Avec Everybody Scream, Florence Welch livre un album viscéral, sombre et intime. Ce sixième disque s’inscrit dans une veine plus expérimentale et introspective, marqué par une épreuve douloureuse : la perte d’un enfant à naître, qui a failli lui coûter la vie. L’intention artistique est claire, mais le résultat alterne entre moments forts et passages plus obscurs, qui peuvent autant captiver que dérouter.

De sang et de larmes

C’est “Everybody Scream” qui pose les bases d’un album qui ne cherche pas à séduire, mais peut-être à exorciser : une montée dramatique, des chœurs spectraux, et une voix qui vacille entre prière et cri désarmant. L’ensemble est traversé par des thématiques lourdes, à savoir le deuil, la maternité, ou encore la survie; qui sont abordées avec une authenticité à fleur de peau. Le registre mystique, déjà présent dans la discographie de Florence Welch, prend ici une dimension plus sombre, presque ésotérique, renforcée par les références à la magie et aux créatures mythologiques dans des titres comme “Sympathy Magic” ou “Kraken”. La condition féminine dans le monde artistique, ainsi que le rapport à la célébrité, sont également au cœur de plusieurs morceaux. “One Of The Greats”, probablement l’un des titres les plus longs de l’artiste, en est l’exemple le plus frappant. Avec ses guitares rugueuses et son ambiance dépouillée, il navigue entre art rock, gothique et post punk, tout en questionnant la légitimité artistique et les sacrifices imposés aux femmes. Et plus généralement, la voix de Florence est plus mise à nu que jamais. Elle alterne entre murmures fragiles, cris déchirants et envolées lyriques, souvent sans filet. Cette expressivité vocale, marque de fabrique de l’artiste, ne fait que renforcer le sentiment de catharsis qui traverse l’album.

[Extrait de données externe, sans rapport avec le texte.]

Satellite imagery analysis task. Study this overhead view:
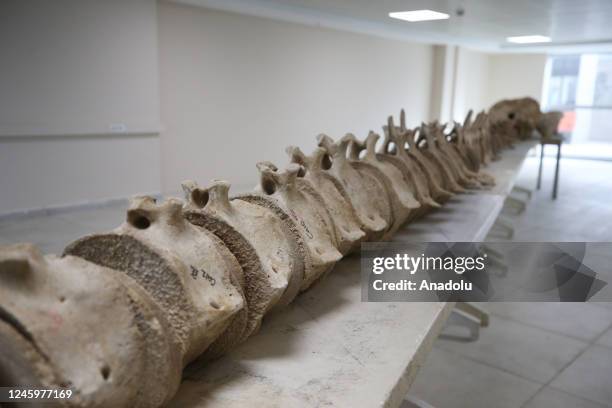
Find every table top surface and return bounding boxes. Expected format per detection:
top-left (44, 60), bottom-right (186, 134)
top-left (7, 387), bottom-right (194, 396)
top-left (169, 142), bottom-right (534, 408)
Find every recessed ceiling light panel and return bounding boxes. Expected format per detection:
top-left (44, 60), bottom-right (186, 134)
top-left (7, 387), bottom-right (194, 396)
top-left (506, 35), bottom-right (550, 44)
top-left (389, 10), bottom-right (450, 23)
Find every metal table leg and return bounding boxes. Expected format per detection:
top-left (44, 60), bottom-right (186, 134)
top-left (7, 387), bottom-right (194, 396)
top-left (553, 143), bottom-right (561, 200)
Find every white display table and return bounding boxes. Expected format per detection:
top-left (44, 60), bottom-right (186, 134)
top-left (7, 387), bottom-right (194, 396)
top-left (169, 143), bottom-right (534, 408)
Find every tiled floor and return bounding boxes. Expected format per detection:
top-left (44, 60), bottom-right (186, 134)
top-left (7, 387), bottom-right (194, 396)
top-left (411, 158), bottom-right (612, 408)
top-left (0, 158), bottom-right (612, 408)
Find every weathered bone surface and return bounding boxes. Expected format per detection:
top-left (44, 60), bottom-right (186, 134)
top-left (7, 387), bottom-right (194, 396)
top-left (0, 98), bottom-right (532, 407)
top-left (65, 197), bottom-right (247, 365)
top-left (488, 97), bottom-right (542, 141)
top-left (398, 113), bottom-right (455, 203)
top-left (245, 162), bottom-right (342, 290)
top-left (448, 110), bottom-right (495, 186)
top-left (416, 123), bottom-right (466, 193)
top-left (340, 133), bottom-right (394, 241)
top-left (183, 180), bottom-right (304, 322)
top-left (0, 244), bottom-right (182, 407)
top-left (286, 146), bottom-right (366, 254)
top-left (317, 135), bottom-right (391, 241)
top-left (437, 118), bottom-right (486, 188)
top-left (354, 132), bottom-right (421, 233)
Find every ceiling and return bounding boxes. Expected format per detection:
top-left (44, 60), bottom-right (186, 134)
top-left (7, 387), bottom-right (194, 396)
top-left (175, 0), bottom-right (612, 52)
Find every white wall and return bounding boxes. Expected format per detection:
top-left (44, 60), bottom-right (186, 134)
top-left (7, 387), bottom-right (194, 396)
top-left (487, 54), bottom-right (547, 106)
top-left (453, 47), bottom-right (491, 122)
top-left (0, 0), bottom-right (161, 214)
top-left (158, 2), bottom-right (432, 192)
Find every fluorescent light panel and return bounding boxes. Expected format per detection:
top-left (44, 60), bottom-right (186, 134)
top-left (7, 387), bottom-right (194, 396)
top-left (389, 10), bottom-right (450, 23)
top-left (506, 35), bottom-right (550, 44)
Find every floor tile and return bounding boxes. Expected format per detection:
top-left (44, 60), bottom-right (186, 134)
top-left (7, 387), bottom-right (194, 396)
top-left (484, 302), bottom-right (612, 341)
top-left (524, 387), bottom-right (606, 408)
top-left (437, 316), bottom-right (588, 384)
top-left (550, 345), bottom-right (612, 404)
top-left (410, 348), bottom-right (540, 408)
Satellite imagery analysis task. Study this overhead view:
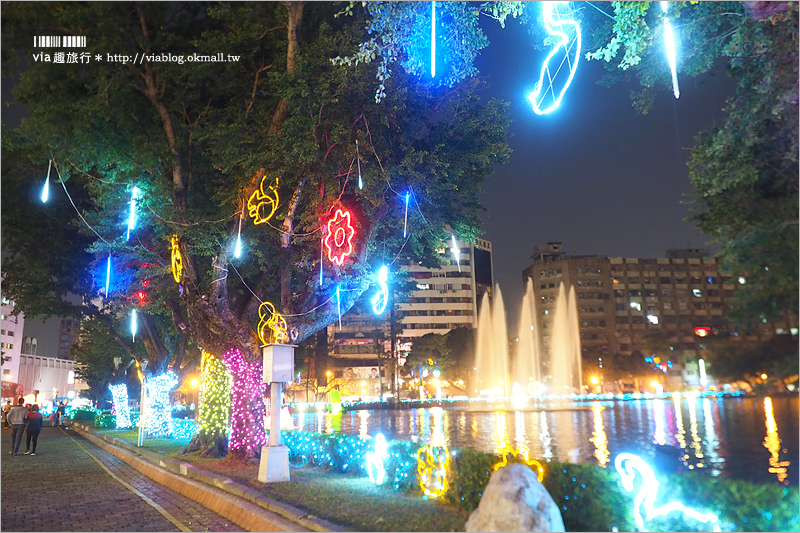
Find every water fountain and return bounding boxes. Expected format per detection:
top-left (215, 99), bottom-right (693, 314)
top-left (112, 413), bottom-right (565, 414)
top-left (513, 279), bottom-right (542, 396)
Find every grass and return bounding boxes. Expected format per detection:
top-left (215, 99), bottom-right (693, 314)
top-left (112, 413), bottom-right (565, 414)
top-left (88, 428), bottom-right (469, 531)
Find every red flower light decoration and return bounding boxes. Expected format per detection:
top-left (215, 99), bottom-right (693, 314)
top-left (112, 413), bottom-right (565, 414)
top-left (324, 209), bottom-right (356, 266)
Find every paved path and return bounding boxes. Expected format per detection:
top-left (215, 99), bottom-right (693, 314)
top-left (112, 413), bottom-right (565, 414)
top-left (0, 427), bottom-right (241, 531)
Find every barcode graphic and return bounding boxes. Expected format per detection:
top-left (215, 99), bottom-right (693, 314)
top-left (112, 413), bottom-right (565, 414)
top-left (33, 35), bottom-right (86, 48)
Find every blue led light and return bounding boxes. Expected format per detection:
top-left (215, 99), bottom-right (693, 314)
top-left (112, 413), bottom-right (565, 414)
top-left (372, 265), bottom-right (389, 315)
top-left (528, 2), bottom-right (581, 115)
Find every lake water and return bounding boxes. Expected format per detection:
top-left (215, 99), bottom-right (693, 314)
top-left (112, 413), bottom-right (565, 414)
top-left (292, 395), bottom-right (799, 485)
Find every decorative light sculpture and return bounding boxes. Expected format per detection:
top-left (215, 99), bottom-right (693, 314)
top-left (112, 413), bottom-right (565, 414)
top-left (372, 265), bottom-right (389, 315)
top-left (125, 187), bottom-right (142, 239)
top-left (108, 383), bottom-right (133, 429)
top-left (528, 2), bottom-right (581, 115)
top-left (131, 309), bottom-right (136, 342)
top-left (614, 453), bottom-right (719, 531)
top-left (233, 215), bottom-right (243, 259)
top-left (365, 433), bottom-right (389, 485)
top-left (222, 348), bottom-right (267, 453)
top-left (105, 254), bottom-right (111, 298)
top-left (324, 209), bottom-right (356, 266)
top-left (431, 0), bottom-right (436, 78)
top-left (258, 302), bottom-right (289, 344)
top-left (356, 139), bottom-right (364, 189)
top-left (417, 444), bottom-right (450, 498)
top-left (42, 159), bottom-right (53, 204)
top-left (403, 193), bottom-right (409, 239)
top-left (197, 350), bottom-right (231, 435)
top-left (450, 233), bottom-right (461, 272)
top-left (492, 445), bottom-right (544, 481)
top-left (145, 372), bottom-right (178, 437)
top-left (169, 235), bottom-right (183, 283)
top-left (661, 2), bottom-right (681, 100)
top-left (247, 176), bottom-right (280, 224)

Un parti pris pas toujours convaincant

Musicalement, Florence + The Machine prend quelques risques. Loin des envolées pop de Lungs (2009) ou des hymnes baroques de Ceremonials (2011), soit les premiers albums qui ont rendu l’artiste populaire, Everybody Scream explore des territoires plus sombres, flirtant avec le folk gothique et l’expérimentation sonore. On note une certaine retenue dans la production, avec des morceaux très épurés comme “Buckle” ou “Drink Deep”, qui invitent à une écoute attentive des textes. Cette sobriété peut séduire par sa délicatesse, mais elle risque aussi de laisser certains auditeurs à distance. Par ailleurs, certains morceaux, comme “Witch Dance”, peuvent intriguer par leur étrangeté assumée, mais peuvent aussi désorienter.

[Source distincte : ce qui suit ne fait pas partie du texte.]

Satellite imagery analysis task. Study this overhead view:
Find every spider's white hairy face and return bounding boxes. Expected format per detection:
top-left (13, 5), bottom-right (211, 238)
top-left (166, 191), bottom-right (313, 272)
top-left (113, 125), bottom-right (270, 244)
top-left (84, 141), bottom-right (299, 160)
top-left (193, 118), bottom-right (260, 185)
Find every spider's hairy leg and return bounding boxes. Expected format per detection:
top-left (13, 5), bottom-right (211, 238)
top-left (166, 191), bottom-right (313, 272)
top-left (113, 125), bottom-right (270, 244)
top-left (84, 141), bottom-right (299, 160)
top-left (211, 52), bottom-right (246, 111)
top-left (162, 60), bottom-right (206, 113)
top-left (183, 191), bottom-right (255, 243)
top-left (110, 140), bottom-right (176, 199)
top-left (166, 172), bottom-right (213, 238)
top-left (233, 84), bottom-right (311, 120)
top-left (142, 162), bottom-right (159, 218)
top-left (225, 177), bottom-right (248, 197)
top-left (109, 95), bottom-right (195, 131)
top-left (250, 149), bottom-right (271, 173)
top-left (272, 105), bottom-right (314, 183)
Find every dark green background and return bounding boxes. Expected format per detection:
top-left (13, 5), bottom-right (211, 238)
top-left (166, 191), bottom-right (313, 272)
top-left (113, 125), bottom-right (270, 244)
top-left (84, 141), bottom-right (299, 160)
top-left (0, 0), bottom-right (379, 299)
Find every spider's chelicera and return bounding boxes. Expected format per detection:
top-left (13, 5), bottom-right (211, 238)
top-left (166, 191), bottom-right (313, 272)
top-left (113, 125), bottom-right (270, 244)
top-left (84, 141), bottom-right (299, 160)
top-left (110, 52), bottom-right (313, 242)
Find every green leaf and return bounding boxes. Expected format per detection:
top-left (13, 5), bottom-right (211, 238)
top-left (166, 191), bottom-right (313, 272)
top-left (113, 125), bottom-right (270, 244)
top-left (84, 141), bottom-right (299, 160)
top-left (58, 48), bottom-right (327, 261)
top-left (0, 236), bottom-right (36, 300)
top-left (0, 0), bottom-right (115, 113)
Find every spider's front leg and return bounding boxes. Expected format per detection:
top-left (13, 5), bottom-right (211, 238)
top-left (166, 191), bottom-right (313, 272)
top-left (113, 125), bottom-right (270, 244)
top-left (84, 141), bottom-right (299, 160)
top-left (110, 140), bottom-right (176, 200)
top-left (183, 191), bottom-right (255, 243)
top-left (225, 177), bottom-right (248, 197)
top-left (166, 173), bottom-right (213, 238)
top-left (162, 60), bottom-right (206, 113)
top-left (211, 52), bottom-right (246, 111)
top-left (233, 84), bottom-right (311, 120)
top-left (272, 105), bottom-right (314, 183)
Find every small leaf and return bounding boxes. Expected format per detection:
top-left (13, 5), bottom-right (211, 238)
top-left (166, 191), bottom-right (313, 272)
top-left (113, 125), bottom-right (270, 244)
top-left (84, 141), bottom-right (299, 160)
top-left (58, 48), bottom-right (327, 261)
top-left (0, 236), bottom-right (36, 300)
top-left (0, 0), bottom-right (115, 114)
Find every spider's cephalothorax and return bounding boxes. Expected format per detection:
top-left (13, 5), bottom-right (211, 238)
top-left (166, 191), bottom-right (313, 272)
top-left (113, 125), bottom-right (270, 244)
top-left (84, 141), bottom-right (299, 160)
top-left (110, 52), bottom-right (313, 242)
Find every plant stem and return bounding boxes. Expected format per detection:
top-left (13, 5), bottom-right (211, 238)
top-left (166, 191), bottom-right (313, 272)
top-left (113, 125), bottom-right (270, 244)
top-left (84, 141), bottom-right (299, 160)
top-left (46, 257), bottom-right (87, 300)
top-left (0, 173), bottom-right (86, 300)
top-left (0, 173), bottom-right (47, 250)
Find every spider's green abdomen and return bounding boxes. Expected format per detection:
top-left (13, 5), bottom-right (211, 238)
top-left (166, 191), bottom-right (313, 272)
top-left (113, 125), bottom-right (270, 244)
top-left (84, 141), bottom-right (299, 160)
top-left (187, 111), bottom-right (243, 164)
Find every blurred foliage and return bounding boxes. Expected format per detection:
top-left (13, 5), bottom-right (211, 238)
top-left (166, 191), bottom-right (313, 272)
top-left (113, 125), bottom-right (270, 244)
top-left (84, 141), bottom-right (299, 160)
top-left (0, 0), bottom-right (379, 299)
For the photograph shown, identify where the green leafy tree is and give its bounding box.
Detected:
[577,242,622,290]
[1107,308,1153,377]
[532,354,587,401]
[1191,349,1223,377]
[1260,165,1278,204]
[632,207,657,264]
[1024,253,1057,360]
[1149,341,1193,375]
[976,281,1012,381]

Il faut aussi souligner la présence importante du guitariste Mark Bowen, du groupe IDLES et de Mitski (“Everybody Scream”, “Buckle”), qui font partie des artistes ayant beaucoup collaborés sur le disque et que Florence Welch apprécie énormément. Leur influence se ressent notamment dans l’écriture et l’atmosphère de plusieurs morceaux, apportant une touche plus introspective et narrative.

Malgré une richesse sonore indéniable, avec des instruments rares, des structures déconstruites, ou encore des textures inhabituelles, l’ensemble peut parfois manquer d’éléments accrocheurs. Ce choix artistique, bien que courageux, ne convaincra pas tous les auditeurs.

L’album se clôt sur “And Love”, une ballade minimaliste et méditative, qui tranche avec la tension dramatique du reste de l’ensemble. Comme un souffle de paix après la tempête, ce dernier morceau agit comme une forme de réconciliation intérieure.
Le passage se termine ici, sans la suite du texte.